Official data show at least 52 people have died in severe fires raging in parts of European Russia in the past few weeks.

But there are no statistics referring to Moscow, amid some media reports that the city’s paramedics are told not to include “heat stroke” in death records “to avoid panic.”

But the head of the city’s health department Andrei Seltsovsky said Monday that deaths had almost doubled to 700 daily, with heat being the main killer.

The Health Ministry criticized Seltsovsky, saying it was “bewildered by these unofficial figures” and that Moscow’s death rates had actually fallen in January-June.

Health Minister Tatyana Golikova told a news conference that the heavy smog with the severe heat was “a real test” indeed for Moscow’s residents with vascular and heart diseases. But she said she had no data about a rise in Moscow’s death rates.


Irina, a middle-aged woman, was queuing at a Moscow morgue overloaded with bodies to get a death certificate to bury her mother who had died of severe heat.

“My 70-year-old mother died in this heat,” she said. “She had been feeling bad for weeks, but the ambulance refused to take her, saying all hospitals were full. Now she is dead, and they are short of space in this morgue too!”

The ambulance doctor told her that her mother died of a heart attack caused by heat, but he did not include that in the official death record, she said.

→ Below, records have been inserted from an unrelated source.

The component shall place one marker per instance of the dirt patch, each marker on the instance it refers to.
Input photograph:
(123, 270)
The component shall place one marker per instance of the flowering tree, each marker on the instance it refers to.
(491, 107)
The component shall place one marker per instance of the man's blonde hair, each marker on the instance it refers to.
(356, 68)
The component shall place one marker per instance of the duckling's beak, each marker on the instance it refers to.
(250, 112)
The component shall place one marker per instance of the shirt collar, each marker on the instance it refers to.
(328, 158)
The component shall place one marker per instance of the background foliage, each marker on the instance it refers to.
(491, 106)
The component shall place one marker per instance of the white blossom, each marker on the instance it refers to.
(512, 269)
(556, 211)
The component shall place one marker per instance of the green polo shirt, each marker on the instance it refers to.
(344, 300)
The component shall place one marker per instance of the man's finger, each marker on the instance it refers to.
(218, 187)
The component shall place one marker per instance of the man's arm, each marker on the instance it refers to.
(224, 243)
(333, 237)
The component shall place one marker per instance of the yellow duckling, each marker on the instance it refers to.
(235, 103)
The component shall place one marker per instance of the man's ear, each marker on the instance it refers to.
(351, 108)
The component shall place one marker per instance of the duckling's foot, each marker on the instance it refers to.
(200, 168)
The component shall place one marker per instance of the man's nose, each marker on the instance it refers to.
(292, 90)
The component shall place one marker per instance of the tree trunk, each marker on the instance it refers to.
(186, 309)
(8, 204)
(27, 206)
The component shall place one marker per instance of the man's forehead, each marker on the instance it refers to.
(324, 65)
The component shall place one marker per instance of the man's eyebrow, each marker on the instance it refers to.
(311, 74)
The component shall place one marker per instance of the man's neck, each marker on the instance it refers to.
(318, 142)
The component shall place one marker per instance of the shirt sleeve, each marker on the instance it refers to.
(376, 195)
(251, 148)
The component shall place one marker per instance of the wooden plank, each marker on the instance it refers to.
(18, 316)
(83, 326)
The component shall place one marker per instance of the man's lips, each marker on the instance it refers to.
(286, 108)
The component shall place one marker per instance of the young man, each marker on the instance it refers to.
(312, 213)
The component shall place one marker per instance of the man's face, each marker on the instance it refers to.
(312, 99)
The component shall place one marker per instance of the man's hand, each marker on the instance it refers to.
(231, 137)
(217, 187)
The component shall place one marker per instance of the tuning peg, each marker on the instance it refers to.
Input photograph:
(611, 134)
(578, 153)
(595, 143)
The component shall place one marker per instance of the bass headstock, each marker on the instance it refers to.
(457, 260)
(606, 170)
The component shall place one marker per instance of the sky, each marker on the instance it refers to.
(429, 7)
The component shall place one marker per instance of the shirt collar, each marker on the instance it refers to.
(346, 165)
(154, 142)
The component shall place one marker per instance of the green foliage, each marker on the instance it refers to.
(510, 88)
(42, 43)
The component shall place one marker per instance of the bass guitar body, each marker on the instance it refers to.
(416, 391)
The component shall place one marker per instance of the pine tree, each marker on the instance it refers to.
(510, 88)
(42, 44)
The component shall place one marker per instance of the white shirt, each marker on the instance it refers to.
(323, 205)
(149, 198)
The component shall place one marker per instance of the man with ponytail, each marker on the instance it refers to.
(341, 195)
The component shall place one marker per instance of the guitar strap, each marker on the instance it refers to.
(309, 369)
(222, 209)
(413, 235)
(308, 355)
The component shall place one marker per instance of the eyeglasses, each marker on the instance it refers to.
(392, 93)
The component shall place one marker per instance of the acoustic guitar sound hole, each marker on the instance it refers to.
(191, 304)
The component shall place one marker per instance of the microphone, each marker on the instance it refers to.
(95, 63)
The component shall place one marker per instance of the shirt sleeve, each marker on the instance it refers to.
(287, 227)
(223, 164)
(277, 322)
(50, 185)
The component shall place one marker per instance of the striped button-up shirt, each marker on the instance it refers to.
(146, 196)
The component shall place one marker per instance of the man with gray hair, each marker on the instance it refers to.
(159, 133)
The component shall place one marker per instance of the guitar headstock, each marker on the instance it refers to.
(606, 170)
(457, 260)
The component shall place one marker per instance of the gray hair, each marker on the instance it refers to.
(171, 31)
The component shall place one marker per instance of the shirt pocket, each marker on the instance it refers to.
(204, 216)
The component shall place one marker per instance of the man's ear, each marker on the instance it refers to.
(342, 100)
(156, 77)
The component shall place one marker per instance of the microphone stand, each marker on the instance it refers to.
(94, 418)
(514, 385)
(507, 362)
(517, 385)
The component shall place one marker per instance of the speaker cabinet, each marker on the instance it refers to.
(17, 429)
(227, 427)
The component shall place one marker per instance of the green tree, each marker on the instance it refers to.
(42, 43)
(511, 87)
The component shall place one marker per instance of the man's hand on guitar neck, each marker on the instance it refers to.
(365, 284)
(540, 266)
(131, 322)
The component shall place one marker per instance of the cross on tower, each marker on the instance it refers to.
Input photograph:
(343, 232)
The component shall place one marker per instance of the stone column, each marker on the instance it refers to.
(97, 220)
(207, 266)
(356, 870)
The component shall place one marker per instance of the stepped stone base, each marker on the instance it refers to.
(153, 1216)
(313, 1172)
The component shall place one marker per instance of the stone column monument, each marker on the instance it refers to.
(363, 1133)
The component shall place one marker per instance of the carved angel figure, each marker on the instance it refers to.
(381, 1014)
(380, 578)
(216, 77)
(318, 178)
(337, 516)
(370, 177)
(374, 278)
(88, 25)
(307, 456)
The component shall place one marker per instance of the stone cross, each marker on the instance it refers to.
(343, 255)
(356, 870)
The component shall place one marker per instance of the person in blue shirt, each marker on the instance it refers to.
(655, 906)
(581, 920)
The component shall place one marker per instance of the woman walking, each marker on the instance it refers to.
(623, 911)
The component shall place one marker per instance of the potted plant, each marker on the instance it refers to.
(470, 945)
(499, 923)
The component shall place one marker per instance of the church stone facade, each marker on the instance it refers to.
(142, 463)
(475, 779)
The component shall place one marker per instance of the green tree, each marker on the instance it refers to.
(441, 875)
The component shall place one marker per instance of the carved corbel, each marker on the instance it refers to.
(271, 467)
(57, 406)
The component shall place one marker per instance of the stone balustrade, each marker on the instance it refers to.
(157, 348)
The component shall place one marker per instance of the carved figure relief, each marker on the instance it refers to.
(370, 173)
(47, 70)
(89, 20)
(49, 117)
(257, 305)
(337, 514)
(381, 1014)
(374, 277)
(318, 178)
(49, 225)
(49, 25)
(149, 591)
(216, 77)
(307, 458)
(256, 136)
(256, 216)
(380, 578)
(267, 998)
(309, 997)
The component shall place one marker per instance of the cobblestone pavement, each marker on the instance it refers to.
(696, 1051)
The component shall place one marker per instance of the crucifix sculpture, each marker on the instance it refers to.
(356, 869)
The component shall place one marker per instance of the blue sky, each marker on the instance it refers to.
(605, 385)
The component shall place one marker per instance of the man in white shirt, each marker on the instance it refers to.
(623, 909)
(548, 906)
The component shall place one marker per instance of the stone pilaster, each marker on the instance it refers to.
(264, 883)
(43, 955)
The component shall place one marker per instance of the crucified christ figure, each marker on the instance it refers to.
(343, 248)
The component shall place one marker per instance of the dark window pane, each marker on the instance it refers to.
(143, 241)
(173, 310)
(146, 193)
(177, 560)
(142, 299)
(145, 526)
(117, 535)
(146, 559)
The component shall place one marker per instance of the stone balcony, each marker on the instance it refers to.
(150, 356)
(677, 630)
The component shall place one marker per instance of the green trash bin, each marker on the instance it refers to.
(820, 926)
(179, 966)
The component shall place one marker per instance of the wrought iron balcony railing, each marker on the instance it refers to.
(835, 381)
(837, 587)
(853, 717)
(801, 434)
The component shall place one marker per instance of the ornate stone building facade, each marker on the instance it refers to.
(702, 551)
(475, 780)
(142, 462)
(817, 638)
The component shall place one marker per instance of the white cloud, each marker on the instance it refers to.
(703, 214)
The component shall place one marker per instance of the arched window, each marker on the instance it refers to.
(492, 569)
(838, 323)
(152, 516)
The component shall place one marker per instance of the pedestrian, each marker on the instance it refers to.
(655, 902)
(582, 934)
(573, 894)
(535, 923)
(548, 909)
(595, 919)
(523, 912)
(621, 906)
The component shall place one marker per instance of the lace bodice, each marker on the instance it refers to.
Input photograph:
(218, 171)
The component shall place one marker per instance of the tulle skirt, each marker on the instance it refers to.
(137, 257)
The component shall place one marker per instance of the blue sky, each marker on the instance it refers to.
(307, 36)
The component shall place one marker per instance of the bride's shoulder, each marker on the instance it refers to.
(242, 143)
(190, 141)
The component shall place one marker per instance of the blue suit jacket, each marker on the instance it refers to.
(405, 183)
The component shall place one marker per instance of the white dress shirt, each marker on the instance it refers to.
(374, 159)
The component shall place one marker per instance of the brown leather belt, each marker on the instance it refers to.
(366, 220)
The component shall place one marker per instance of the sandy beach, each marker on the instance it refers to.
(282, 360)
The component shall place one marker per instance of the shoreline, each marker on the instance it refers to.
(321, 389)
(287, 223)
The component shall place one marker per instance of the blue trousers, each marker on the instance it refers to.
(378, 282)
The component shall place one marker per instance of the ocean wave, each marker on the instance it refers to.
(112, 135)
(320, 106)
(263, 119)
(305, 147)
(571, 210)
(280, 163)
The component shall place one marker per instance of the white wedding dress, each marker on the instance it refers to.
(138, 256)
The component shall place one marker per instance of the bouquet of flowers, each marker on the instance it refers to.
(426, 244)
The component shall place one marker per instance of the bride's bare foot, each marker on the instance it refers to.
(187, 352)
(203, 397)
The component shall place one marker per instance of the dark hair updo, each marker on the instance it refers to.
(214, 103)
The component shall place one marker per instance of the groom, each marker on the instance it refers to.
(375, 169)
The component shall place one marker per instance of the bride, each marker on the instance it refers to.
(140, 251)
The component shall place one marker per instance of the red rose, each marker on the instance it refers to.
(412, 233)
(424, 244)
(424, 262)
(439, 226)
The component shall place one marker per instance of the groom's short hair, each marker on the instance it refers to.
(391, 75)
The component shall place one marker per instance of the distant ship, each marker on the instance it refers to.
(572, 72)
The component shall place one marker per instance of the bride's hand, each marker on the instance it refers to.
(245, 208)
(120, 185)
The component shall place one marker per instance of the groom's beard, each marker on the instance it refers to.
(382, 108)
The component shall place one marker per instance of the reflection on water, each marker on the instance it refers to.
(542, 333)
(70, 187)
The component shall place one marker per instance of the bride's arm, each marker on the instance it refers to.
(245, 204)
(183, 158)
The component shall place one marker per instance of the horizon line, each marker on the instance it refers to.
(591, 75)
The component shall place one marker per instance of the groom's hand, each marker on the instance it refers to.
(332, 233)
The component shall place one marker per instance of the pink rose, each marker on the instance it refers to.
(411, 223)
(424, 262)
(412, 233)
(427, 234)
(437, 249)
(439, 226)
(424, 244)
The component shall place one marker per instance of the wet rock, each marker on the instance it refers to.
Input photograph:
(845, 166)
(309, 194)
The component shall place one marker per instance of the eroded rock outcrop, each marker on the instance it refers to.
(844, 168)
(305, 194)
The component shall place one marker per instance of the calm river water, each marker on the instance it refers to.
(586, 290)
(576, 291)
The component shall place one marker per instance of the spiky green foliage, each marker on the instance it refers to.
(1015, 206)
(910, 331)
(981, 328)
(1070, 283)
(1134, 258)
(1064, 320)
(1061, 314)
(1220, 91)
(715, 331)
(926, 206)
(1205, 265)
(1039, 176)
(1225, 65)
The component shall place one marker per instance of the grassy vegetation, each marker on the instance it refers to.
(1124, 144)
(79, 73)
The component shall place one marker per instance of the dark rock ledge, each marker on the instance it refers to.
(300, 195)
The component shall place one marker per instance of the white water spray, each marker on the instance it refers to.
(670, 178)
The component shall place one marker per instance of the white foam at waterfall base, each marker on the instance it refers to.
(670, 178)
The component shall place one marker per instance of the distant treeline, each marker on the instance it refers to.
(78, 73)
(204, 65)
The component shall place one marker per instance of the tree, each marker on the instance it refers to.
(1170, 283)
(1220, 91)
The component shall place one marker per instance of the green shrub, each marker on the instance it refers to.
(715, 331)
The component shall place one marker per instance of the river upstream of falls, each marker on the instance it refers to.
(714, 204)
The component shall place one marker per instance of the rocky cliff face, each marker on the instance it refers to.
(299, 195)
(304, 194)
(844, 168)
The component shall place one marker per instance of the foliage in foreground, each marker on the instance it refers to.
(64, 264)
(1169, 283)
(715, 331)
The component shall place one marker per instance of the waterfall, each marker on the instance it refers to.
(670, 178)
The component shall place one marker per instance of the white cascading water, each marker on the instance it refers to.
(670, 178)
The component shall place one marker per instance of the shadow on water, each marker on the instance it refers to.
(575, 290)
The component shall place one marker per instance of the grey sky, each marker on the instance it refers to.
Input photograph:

Natalya, a 43-year-old woman, was crying in the stuffy morgue of hospital No. 62, queuing for the papers to bury her father who had died of a stroke in the extreme heatwave Moscow is experiencing for the first time since records began 130 years ago.

“My old father died right in the street,” she said. “He went out to buy bread and collapsed. It took the ambulance hours to arrive, and I spent all this time beside him in the heat.”

The morgue at Hospital No. 62, originally designed to store up to 35 bodies, has been overloaded since the heatwave started in June, a morgue attendant said.

“Today we have 80 bodies. We store them anywhere we can because the refrigerators are full,” he told Reuters.

A nearby funeral parlor was full of people trying to order coffins and arrange funeral ceremonies.

“The cheapest coffin costs 6,700 roubles ($225) but there are only a few left,” a funeral service attendant said. “The demand for these is outlandish as most people can’t afford the pricey ones. But how can we cope with this influx of orders?”